The weather didn’t cooperate. It rained through the night, through the morning, through my waterproof pants, which left a particular patch of water in a central location therefore prohibiting me from walking into The River’s Edge for breakfast and bacon. There was a lull just at the official 6am start but it didn’t last much longer than it took for me to lose two fish at the gunwales of our Old Town Penobscot canoe. Two young girls chatted through their five minute paddle from the Barber Pond ramp to their spot next to our Old Town. They kept on chatting while others tried to focus on catching because that’s exactly the problem with young kids today, they can’t focus. They caught three trout in the time it took to write that sentence. In the words of songwriter Robert Weir, “Fish were rising up like birds.” We moved over a few yards.
Ponds statewide were stocked with trout weighing an average of one and half pounds. Stocking remains controversial. Some feel it’s short-sighted, that funds generated from license sales would be better spent developing resource enhancement plans and in the preservation of critical trout habitat, especially in areas which hold populations of brookies, our only native species. Everyone would benefit from an abundance of wild fish as opposed to the limited cash box cheer of a put and take fishery. For now, front pages are for pictures of young kids with great big fish and the most genuine smiles, second pages are for pieces about a new stream where someone wise with their cap on backwards spotted a two inch young of the year brookie. Every pendulum eventually swings back. Great notions require time. Notre Dame required more years to build than we’ve been a country. Politics aside, opening day absolutely remains Spring’s greatest day.
Peter Jenkins, owner of The Saltwater Edge in Middletown, MC’d the fishing movie at The Jake in Providence. As Board Chair for the newly created American Saltwater Guides Association, he happily spoke about their mission to protect bluefish, stripers and Atlantic menhaden, create awareness of the Magnuson–Stevens Fishery Conservation and Management Act and promote guides and downstream businesses who rely on catching and releasing fish.

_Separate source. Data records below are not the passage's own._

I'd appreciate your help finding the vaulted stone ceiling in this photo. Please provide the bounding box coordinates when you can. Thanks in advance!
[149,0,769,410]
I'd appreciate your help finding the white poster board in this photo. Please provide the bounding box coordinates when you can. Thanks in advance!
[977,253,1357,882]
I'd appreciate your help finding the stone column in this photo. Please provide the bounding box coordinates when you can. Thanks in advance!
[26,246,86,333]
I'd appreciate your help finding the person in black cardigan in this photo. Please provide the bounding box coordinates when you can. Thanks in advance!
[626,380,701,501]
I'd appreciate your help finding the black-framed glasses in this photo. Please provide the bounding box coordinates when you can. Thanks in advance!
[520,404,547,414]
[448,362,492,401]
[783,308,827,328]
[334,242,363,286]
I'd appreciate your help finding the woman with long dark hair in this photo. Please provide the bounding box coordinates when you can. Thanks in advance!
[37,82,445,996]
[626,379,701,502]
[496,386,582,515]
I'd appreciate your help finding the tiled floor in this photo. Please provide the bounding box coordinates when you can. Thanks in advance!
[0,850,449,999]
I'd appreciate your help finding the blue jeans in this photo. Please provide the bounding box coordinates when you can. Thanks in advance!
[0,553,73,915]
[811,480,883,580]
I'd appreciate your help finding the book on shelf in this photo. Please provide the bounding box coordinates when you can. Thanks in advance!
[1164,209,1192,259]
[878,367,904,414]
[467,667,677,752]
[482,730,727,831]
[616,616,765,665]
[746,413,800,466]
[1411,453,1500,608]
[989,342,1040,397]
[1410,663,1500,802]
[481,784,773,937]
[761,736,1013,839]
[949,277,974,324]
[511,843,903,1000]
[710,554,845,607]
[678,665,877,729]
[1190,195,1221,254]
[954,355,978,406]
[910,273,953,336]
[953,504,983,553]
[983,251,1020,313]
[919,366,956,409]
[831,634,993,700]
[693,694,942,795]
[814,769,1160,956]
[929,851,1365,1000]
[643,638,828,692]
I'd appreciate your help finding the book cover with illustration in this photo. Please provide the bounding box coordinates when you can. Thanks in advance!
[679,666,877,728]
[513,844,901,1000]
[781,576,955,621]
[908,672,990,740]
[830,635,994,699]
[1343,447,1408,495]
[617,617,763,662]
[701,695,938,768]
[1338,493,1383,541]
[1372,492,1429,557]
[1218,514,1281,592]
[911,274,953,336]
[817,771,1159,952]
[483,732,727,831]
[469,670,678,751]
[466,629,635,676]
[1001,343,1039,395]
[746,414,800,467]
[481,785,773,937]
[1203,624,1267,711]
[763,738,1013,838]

The movie is a riveting series of short films about characters who chase fish. There’s a brilliant piece centering on (not centering around, come on NPR) a ten year old boy who ties flies, catches trout and narrates better than most adults can speak. There’s a long stretch with some very pretty overhead shots of fish landed in shallow green water but the dialogue is largely incomprehensible due to thick Australian accents and logo hats pulled down low enough to prevent any opportunity to read lips. The opening piece made your innards tighten as a snowboarder flies off a mountain edge only to reappear moments later on an explosion of new powder only to reappear later on the edge of a steelhead stream engulfed in whiskers of epic proportion only to reappear later launching a snow machine off a similarly sharp mountain edge to the demise of the machine but not the whiskers.
The ASGA knows lawmakers can lose focus when short-sighted lobbyists push hard for short-term financial rewards. They’re ratcheting up the volume that fish stocks deserve protection, that abundance isn’t measured on spreadsheets of fish in a net or lumped up on a dock. Since there’s no “put” in ocean fisheries, just “take” for some populations, they have to be bigger than sales-driven big box stores, louder than lobbyists. They know there’ll be nothing to film if we don’t keep fish in the water.
Ten years from now the American Saltwater Guides Association will be a force, educating Washington about abundance, sport, forage fishes, how they want people to buy a cooler but not necessarily pack it with fish every time they leave the dock, vast downstream economies and the absolute magic of recreational fishing as a lifestyle and widespread economy. Swinging that Washington pendulum back in the fishes’ favor will take coordinated efforts; convincing city-slicker lawmakers about the booming economies dependent on live fish will take time and effort because in the words of beat poet Robert Hunter, “You ain’t gonna learn what you don’t want to know.”
Todd Corayer is a lifelong fisherman who lives not far from Rhode Island’s Saugatucket River with his wife, who supports his fishing mainly to get him out of the house and falls asleep during fishing movies.